710.03 Evidence of Third-Party Registrations
The Trademark Trial and Appeal Board does not take judicial notice of registrations, and the submission of a list of registrations does not make these registrations part of the record. In re 1st USA Realty Prof'ls, Inc., 84 USPQ2d 1581, 1583 (TTAB 2007); In re Duofold Inc., 184 USPQ 638, 640 (TTAB 1974); TBMP §1208.02 ("[T]he Board does not take judicial notice of records residing in the Patent and Trademark Office."). Furthermore, the submission of a copy of a commercial search report is not proper evidence of third-party registrations. In re Hub Distrib., Inc., 218 USPQ 284, 285 (TTAB 1983).
To make registrations of record, copies of the registrations or the complete electronic equivalent (i.e., complete printouts taken from the USPTO’s Trademark database) must be submitted. In re Ruffin Gaming LLC, 66 USPQ2d 1924, 1925 n.3 (TTAB 2002); In re Volvo Cars of N. Am. Inc., 46 USPQ2d 1455, 1456 n.2 (TTAB 1998); In re Broadway Chicken Inc., 38 USPQ2d 1559, 1561 n.6 (TTAB 1996); In re Smith & Mehaffey, 31 USPQ2d 1531, 1532 n.3 (TTAB 1994).

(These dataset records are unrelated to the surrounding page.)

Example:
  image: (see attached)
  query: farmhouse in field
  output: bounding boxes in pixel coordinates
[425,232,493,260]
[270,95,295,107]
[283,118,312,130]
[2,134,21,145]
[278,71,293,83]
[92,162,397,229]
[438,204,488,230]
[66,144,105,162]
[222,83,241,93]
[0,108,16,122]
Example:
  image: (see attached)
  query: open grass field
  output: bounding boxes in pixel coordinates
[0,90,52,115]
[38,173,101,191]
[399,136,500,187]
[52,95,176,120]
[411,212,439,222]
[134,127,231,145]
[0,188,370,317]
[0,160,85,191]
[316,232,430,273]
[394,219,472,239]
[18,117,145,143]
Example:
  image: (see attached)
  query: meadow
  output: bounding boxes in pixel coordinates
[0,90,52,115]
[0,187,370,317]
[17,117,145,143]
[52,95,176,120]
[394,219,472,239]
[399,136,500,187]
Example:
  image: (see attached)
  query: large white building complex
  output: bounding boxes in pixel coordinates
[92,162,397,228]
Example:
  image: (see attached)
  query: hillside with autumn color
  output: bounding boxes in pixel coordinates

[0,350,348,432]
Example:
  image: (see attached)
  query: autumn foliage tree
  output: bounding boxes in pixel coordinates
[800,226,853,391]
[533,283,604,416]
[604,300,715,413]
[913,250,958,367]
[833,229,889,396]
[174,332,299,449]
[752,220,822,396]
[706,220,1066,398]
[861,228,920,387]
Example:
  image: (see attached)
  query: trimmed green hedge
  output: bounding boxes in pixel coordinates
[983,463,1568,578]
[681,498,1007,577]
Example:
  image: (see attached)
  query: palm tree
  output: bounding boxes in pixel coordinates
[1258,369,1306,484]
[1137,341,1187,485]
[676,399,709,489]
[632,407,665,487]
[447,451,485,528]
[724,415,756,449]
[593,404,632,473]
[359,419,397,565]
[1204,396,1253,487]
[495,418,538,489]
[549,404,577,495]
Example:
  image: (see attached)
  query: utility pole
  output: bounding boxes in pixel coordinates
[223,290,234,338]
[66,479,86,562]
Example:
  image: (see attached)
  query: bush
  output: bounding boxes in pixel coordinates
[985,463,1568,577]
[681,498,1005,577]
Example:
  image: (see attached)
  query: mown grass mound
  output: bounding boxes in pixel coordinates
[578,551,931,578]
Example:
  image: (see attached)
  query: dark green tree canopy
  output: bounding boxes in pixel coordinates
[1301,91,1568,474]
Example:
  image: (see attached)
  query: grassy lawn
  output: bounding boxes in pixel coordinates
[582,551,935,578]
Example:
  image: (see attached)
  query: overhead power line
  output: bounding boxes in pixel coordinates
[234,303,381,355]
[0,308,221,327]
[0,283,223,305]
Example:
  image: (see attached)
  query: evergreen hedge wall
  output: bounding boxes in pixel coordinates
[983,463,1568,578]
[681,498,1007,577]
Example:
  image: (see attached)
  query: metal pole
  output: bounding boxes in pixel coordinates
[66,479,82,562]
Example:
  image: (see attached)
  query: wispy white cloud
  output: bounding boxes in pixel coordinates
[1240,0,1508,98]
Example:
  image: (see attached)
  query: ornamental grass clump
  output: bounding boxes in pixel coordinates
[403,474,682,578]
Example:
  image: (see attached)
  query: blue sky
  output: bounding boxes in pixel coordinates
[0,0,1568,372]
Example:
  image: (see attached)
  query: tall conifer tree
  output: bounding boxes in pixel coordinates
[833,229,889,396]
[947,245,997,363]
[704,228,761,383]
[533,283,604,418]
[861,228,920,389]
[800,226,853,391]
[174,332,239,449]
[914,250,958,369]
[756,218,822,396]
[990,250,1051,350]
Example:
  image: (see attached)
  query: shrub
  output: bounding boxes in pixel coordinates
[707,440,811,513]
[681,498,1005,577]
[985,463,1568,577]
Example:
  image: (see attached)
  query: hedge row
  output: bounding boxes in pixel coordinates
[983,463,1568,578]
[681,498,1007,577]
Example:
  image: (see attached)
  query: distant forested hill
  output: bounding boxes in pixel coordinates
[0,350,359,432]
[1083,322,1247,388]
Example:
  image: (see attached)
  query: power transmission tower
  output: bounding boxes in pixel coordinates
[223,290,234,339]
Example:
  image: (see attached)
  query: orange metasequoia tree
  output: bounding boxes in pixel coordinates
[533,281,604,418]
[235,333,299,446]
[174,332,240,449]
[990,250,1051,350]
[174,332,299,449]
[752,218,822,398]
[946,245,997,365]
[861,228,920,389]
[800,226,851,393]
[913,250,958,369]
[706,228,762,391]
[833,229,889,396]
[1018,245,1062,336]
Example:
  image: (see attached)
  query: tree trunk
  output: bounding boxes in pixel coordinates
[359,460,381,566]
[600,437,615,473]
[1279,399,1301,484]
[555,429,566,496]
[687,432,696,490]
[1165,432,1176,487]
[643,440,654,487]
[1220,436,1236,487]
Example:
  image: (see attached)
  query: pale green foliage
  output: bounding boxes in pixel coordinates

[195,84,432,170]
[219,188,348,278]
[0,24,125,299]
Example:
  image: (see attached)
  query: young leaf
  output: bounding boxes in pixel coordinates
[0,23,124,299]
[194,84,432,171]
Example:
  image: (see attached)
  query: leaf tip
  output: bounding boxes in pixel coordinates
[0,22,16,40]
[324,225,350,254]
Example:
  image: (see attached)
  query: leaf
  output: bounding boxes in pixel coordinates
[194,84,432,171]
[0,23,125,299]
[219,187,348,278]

If the applicant's response includes improper evidence of third-party registrations, the examining attorney must object to the evidence in the first Office action following the response. Otherwise the Board may consider the objection to be waived. See In re Houston, 101 USPQ2d 1534, 1536 (TTAB 2012) (finding that the examining attorney's failure to advise applicant of the insufficiency of the list of registrations when it was proffered during examination constituted a waiver of any objection to consideration of that list); In re 1st USA Realty Prof'ls, 84 USPQ2d at 1583 (allowing evidence of a list of third-party registrations because the examining attorney did not advise applicant of the insufficiency of the list while there was still time to correct the mistake); In re Broyhill Furniture Indus., Inc., 60 USPQ2d 1511, 1513 n.3 (TTAB 2001) (finding examining attorney's objection to a listing of third-party registrations waived because it was not raised in the Office action immediately following applicant's response in which applicant’s reliance on the listing as evidence was indicated). If the applicant files an appeal, the examining attorney should continue the objection to the evidence in his or her appeal brief.
Note that third-party applications have no probative value other than as evidence that the applications were filed. In re Toshiba Med. Sys. Corp., 91 USPQ2d 1266, 1270 n.8 (TTAB 2009); In re Fiesta Palms LLC, 85 USPQ2d 1360, 1366 n.7 (TTAB 2007); In re 1st USA Realty Prof’ls Inc., 84 USPQ2d 1581, 1583 (TTAB 2007); In re Phillips-Van Heusen Corp., 63 USPQ2d 1047, 1049 n.4 (TTAB 2002); TBMP §1208.02.